Shutdown may make cybersecurity attacks easier for hackers
WASHINGTON — The partial government shutdown may be making some key federal departments and agencies running with skeletal staffs more vulnerable to cybersecurity breaches, experts said.
Meanwhile, the House Homeland Security Committee, which oversees the Department of Homeland Security, said it remains in the dark about how the shutdown has affected the department’s mission to safeguard critical infrastructure from cyberattacks.
“With so many cyber activities reliant on highly skilled contractors required to augment government personnel, government shutdowns significantly degrade the ability of the government function to meet all of their cyber mission requirements,” said Greg Touhill, president of Cyxtera Federal, a company that provides cybersecurity services to the federal government.
He cited security operations, software patching and penetration testing as “essential functions” deferred because of the shutdown.
Even when federal departments designate security operations centers as critical during a shutdown, “they still have gaps covering missionessential tasks, and many of the smaller agencies affected by the shutdown are unable to maintain the full 24x7 watch coverage,” said Touhill, a retired U.S. Air Force officer who served as the first U.S. federal chief information security officer in 2016.
Departments and agencies affected by the shutdown include the departments of State, Homeland Security, Agriculture, Commerce, and Housing and Urban Development, as well as the Environmental Protection Agency, the Internal Revenue Service, the National Institute of Standards and Technology, and the National Park Service.
Many of those are on the “hit-list for hackers, organizations that specialize in highend security intrusions, and nation-state actors,” said Tom Gann, chief of public policy at security research firm McAfee.
Cybersecurity at these agencies and departments could be degraded because lower-level government employees who bear the brunt of the shutdown often are on the front lines of basic computer security monitoring work, Gann said.
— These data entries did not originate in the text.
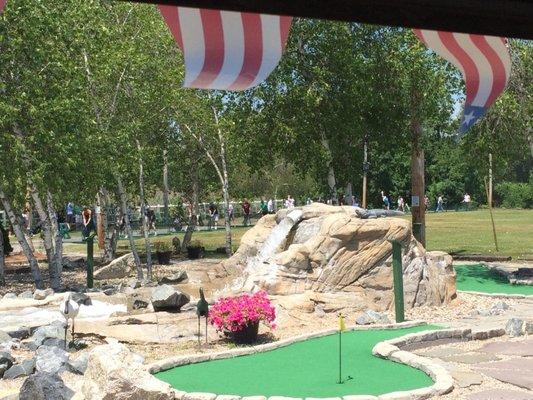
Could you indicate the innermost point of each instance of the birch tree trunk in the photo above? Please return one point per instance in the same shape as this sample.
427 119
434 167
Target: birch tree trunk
2 259
46 226
34 265
193 220
110 233
147 244
58 239
332 182
165 187
129 232
225 185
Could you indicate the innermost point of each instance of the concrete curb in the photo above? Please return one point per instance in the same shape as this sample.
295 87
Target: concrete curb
388 349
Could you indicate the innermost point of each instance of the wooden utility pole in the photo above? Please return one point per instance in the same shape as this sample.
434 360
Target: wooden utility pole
165 188
490 181
366 167
418 207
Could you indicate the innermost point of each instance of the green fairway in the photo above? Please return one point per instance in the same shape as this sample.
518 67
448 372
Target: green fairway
478 278
305 369
459 232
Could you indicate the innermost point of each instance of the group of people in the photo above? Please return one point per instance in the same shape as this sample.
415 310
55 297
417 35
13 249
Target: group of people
401 203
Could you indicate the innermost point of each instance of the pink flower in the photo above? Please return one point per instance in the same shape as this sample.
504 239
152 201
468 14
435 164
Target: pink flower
232 314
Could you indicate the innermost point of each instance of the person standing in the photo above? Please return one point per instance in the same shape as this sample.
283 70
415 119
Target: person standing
70 214
263 207
386 202
231 214
400 204
270 206
440 202
246 209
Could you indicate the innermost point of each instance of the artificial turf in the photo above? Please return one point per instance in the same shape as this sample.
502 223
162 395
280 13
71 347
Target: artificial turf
305 369
478 278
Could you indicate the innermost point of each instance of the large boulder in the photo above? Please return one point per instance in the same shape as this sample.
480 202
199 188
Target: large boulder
44 386
166 298
51 359
330 251
25 368
113 372
118 268
56 330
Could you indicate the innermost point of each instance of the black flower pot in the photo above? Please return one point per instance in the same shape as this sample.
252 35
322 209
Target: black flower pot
194 252
163 257
247 335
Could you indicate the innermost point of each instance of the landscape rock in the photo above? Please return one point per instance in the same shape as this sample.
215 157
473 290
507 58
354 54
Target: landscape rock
44 386
25 368
56 330
514 327
6 362
4 337
330 251
51 359
134 283
118 268
372 317
166 298
20 332
40 294
139 304
81 299
178 277
79 365
113 373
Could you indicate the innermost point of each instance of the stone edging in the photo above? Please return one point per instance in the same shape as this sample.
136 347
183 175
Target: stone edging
498 295
388 349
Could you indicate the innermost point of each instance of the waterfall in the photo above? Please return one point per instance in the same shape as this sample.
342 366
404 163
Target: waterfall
278 235
256 268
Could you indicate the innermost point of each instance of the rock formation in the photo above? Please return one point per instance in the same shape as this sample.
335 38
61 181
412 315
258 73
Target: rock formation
339 260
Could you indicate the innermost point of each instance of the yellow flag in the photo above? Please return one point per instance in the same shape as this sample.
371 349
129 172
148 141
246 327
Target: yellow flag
342 325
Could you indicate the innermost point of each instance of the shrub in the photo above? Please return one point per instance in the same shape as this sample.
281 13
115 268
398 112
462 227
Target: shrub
7 245
232 314
196 244
162 247
515 195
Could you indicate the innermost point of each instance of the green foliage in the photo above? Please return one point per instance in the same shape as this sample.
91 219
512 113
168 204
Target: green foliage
514 194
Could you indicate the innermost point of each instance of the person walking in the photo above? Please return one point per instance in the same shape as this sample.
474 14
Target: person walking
263 207
270 206
440 202
246 209
386 202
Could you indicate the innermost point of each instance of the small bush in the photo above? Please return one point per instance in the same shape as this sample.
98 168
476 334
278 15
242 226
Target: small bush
514 195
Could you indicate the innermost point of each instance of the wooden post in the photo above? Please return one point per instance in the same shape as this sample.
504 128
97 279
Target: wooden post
397 271
365 170
490 181
90 260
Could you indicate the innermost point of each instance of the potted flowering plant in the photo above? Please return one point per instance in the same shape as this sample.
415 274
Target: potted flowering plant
163 251
238 317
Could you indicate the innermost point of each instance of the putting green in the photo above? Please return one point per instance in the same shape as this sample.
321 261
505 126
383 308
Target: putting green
478 278
305 369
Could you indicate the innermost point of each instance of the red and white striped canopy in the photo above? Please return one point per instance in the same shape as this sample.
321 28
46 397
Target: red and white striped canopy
224 49
484 61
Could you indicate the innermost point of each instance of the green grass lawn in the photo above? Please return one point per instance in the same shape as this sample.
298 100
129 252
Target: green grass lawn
478 278
305 369
468 232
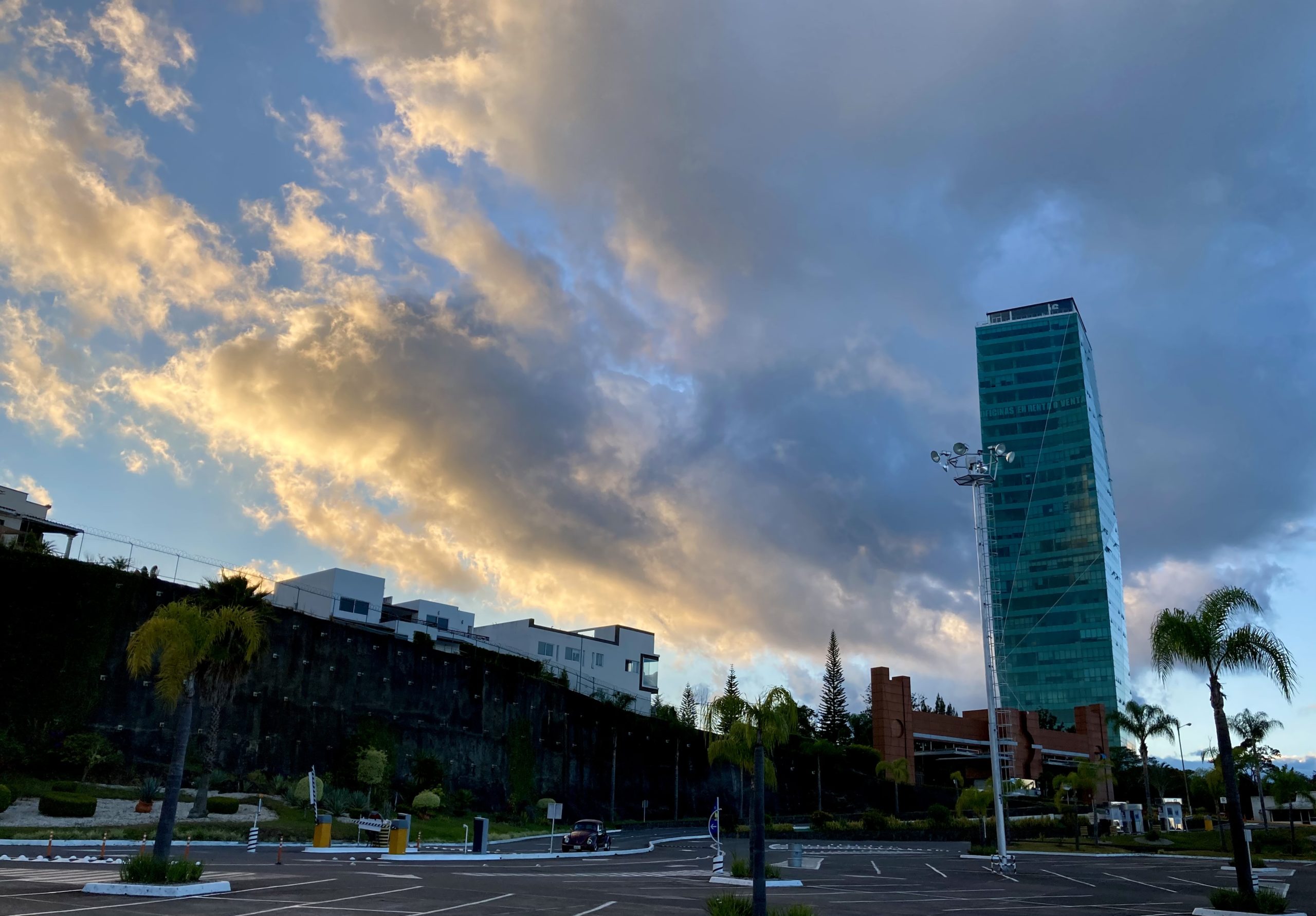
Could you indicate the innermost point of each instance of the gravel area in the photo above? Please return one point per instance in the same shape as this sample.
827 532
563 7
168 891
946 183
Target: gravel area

A significant part of cybersecurity work at agencies is performed by contractor employees who are also off because they are not getting paid while the government is shut down, Gann said.
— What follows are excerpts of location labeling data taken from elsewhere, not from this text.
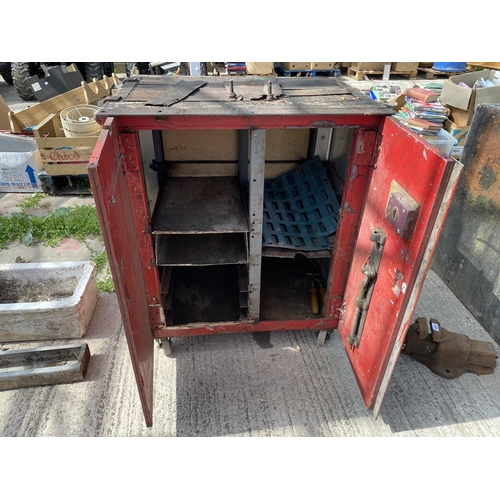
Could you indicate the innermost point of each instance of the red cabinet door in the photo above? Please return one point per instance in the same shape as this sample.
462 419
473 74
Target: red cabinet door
409 191
110 188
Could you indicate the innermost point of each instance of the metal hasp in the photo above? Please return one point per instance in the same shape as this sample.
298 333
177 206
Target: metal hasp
369 269
402 211
448 354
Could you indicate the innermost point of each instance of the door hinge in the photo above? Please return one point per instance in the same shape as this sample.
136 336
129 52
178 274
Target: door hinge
367 148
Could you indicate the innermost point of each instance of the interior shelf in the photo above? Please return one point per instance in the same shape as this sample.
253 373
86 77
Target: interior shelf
201 249
190 205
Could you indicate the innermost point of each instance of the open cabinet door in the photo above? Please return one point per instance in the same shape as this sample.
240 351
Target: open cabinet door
408 194
109 185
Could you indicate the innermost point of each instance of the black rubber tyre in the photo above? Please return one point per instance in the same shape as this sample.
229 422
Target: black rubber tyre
108 69
6 74
93 70
20 74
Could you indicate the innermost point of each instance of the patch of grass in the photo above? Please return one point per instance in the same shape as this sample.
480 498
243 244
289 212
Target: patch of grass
76 222
106 283
31 202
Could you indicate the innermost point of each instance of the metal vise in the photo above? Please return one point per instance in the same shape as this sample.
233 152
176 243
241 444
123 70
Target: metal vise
448 354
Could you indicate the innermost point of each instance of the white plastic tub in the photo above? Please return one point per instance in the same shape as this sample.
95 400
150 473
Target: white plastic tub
45 301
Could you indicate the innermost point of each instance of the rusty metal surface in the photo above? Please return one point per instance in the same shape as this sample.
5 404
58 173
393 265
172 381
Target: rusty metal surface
481 157
467 254
448 354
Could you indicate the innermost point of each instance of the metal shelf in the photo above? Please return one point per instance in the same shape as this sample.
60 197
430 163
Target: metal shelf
201 249
191 205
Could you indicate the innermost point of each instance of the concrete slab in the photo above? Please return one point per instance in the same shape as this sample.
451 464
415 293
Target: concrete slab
279 384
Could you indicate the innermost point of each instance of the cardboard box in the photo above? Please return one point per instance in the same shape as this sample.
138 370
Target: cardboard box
259 68
459 133
443 141
20 163
322 66
463 101
368 66
295 66
410 67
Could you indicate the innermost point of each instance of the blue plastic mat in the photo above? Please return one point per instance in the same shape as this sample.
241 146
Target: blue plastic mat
300 209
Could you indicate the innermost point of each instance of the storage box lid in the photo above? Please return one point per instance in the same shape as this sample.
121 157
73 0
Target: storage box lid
464 98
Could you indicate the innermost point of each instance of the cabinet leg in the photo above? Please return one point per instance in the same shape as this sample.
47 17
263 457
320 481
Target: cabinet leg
322 334
166 346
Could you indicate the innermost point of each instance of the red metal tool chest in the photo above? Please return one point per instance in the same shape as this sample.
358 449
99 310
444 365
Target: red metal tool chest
179 176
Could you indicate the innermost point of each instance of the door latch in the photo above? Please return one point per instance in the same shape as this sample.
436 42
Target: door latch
370 270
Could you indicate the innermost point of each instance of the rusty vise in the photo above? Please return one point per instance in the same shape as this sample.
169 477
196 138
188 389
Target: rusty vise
448 354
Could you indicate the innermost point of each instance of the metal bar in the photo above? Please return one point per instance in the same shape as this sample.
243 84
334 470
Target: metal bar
256 206
195 329
195 69
387 72
350 216
129 144
243 155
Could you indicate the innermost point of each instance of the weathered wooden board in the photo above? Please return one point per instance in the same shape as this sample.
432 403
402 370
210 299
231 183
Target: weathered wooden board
225 169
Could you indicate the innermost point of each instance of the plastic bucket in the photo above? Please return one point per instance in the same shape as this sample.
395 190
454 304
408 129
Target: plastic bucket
79 121
449 66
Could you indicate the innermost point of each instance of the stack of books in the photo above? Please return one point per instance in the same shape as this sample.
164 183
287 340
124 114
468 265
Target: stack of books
426 115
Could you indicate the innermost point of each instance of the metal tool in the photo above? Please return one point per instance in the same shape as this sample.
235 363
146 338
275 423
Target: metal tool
448 354
316 294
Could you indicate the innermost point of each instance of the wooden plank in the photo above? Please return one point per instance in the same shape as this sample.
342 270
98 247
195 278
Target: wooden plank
360 74
202 170
287 144
200 145
200 205
176 93
349 102
200 249
43 366
273 169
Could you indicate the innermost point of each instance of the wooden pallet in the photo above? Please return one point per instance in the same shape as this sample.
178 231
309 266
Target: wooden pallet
360 74
431 74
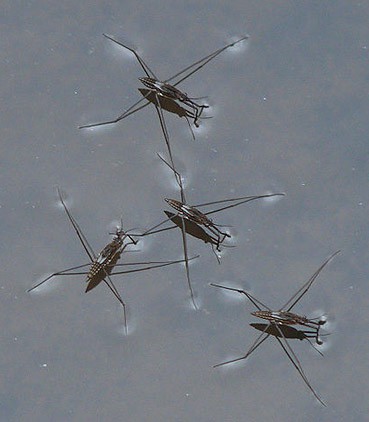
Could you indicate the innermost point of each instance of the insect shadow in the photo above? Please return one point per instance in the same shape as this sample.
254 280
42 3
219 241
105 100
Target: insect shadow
164 92
101 265
280 323
196 223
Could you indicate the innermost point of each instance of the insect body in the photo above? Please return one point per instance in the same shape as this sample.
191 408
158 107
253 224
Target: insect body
196 216
191 220
280 325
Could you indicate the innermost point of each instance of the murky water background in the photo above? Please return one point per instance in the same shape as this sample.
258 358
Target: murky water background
290 114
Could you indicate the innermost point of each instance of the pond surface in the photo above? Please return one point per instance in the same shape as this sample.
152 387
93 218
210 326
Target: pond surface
289 111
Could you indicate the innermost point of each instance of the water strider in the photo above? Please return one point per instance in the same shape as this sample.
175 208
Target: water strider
281 322
100 267
159 92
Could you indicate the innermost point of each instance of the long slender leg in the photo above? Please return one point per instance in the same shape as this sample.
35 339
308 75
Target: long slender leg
153 266
128 112
202 62
63 272
242 200
300 293
144 66
86 246
259 340
258 305
184 242
113 289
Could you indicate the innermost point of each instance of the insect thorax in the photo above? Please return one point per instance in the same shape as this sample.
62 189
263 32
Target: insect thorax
191 213
164 89
281 317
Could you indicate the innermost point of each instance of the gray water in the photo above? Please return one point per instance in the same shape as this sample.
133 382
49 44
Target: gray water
289 114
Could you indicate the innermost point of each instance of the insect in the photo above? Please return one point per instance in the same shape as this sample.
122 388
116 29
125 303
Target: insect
101 265
159 92
191 220
281 325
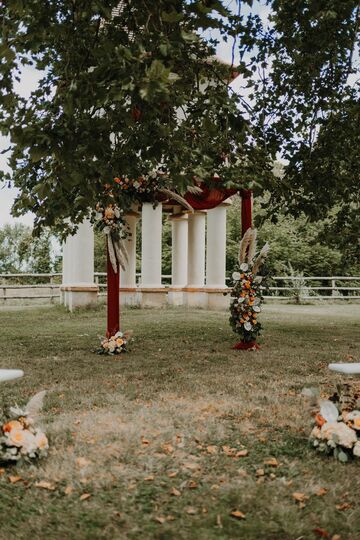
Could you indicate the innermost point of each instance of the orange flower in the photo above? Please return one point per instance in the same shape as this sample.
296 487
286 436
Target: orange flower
13 424
319 420
109 213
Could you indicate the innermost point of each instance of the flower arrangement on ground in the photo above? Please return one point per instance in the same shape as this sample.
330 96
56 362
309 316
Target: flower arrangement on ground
20 439
246 296
117 344
336 428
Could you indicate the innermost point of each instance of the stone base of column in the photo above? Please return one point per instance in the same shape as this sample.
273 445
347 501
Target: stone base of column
217 299
73 296
130 296
153 297
196 297
176 297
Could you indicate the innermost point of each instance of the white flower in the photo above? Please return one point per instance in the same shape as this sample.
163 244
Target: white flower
30 444
41 441
328 410
315 434
340 433
356 449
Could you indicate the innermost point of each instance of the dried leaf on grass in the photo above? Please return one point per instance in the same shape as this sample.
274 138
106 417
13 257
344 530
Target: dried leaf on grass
14 479
322 533
343 506
300 498
168 448
85 496
191 511
82 462
237 514
272 462
192 484
45 485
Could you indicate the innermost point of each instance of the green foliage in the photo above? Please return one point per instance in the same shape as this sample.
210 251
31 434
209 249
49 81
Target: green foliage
20 252
308 107
311 248
108 103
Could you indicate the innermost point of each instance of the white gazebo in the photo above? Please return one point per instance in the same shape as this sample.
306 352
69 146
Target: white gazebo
198 260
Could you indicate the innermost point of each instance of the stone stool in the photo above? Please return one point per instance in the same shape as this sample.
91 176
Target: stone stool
346 369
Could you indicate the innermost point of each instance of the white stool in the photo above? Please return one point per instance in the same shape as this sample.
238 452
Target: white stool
9 374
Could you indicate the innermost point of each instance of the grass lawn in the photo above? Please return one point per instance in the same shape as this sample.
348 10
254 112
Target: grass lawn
145 445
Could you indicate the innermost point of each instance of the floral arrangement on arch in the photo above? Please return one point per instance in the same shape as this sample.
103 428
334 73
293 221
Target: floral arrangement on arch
117 344
20 439
245 305
336 428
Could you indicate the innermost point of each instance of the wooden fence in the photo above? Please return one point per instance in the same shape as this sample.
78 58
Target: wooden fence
47 286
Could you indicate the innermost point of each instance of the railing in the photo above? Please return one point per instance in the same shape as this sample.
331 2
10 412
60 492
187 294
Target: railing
290 287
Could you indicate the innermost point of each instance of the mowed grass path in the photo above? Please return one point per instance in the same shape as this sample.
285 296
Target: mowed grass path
151 437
Absent employees could mean that agency computers go without needed security updates and lack the ability to detect network intrusions in a timely manner. “The first 24 hours between a hack and detection is vital,” Gann said. The sooner a hack is discovered, the easier it is to prevent damage from spreading, whereas “the longer a hack persists, the deeper it can infect,” he said.
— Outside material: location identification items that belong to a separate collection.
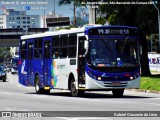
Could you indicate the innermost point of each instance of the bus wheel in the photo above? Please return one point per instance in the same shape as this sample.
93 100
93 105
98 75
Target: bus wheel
75 92
117 92
37 86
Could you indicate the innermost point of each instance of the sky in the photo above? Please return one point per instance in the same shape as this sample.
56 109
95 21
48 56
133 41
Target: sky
39 7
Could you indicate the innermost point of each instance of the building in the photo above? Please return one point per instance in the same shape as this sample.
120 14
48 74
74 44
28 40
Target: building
51 15
18 19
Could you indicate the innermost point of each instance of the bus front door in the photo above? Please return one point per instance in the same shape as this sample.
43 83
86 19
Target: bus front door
47 62
29 63
81 62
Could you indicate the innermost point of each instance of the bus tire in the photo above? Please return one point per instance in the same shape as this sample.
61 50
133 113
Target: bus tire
37 85
75 92
117 92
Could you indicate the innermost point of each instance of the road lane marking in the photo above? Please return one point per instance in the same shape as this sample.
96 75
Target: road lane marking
84 118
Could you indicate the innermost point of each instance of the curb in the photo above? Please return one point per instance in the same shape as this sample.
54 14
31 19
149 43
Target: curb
147 91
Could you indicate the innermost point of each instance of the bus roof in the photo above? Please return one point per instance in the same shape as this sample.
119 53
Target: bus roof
73 30
53 33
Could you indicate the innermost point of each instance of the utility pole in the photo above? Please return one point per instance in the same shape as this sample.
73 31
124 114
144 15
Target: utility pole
74 9
156 2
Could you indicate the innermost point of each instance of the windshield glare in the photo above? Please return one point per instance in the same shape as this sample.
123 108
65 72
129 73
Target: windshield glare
113 52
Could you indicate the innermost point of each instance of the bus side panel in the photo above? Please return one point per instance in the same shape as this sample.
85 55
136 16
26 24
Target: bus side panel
47 72
23 73
61 71
37 70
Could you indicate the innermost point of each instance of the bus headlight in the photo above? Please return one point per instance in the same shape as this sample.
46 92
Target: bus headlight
131 78
99 78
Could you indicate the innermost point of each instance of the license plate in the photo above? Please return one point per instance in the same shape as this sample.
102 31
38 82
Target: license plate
116 83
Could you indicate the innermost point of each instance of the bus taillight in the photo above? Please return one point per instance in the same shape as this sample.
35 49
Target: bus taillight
127 75
19 62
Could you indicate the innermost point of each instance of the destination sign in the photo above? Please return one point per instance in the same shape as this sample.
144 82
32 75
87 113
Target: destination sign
112 31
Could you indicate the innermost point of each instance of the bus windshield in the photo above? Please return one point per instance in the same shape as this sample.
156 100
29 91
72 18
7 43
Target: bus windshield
14 62
112 52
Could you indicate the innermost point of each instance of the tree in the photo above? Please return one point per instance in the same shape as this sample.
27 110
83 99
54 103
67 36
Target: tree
142 16
75 4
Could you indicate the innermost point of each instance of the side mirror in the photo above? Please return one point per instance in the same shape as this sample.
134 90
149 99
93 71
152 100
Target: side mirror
86 44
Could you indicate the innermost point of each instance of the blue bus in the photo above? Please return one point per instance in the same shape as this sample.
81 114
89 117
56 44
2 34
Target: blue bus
14 64
91 58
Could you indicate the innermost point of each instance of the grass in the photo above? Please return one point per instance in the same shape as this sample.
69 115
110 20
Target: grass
150 83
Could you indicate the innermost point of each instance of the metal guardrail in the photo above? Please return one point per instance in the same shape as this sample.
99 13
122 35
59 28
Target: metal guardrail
20 31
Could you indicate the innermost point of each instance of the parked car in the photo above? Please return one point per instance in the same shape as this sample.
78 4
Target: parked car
3 75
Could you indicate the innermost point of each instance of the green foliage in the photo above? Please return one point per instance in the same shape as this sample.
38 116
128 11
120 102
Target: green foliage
150 83
101 20
142 16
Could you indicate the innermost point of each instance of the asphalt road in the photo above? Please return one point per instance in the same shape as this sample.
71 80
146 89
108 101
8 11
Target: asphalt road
61 105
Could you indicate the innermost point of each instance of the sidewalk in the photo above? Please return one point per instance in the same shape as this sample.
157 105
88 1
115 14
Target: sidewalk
147 91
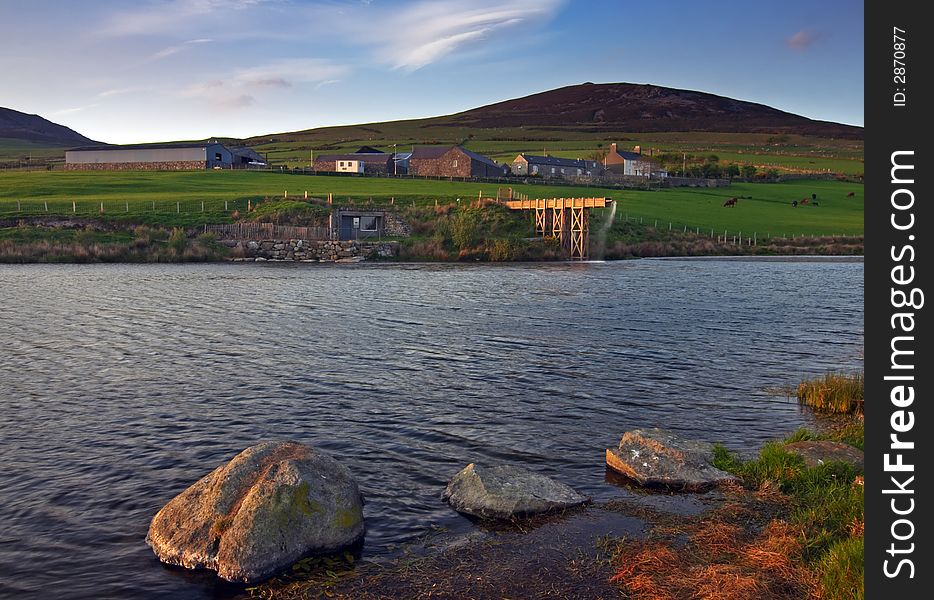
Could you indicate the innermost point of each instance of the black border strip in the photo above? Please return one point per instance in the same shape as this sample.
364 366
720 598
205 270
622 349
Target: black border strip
897 124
Cyxtera’s Touhill said that during the closure, “skilled people qualified to respond to the alerts/alarms may not be in place or even available due to the shutdown.”
Nation-state hackers could also gain insight into which U.S. computer networks are considered vital and therefore functioning during the shutdown by comparing that picture with all the networks that are seen to be working during normal times, Gann said. “A foreign intelligence organization can deduce from that who matters and who doesn’t,” he said.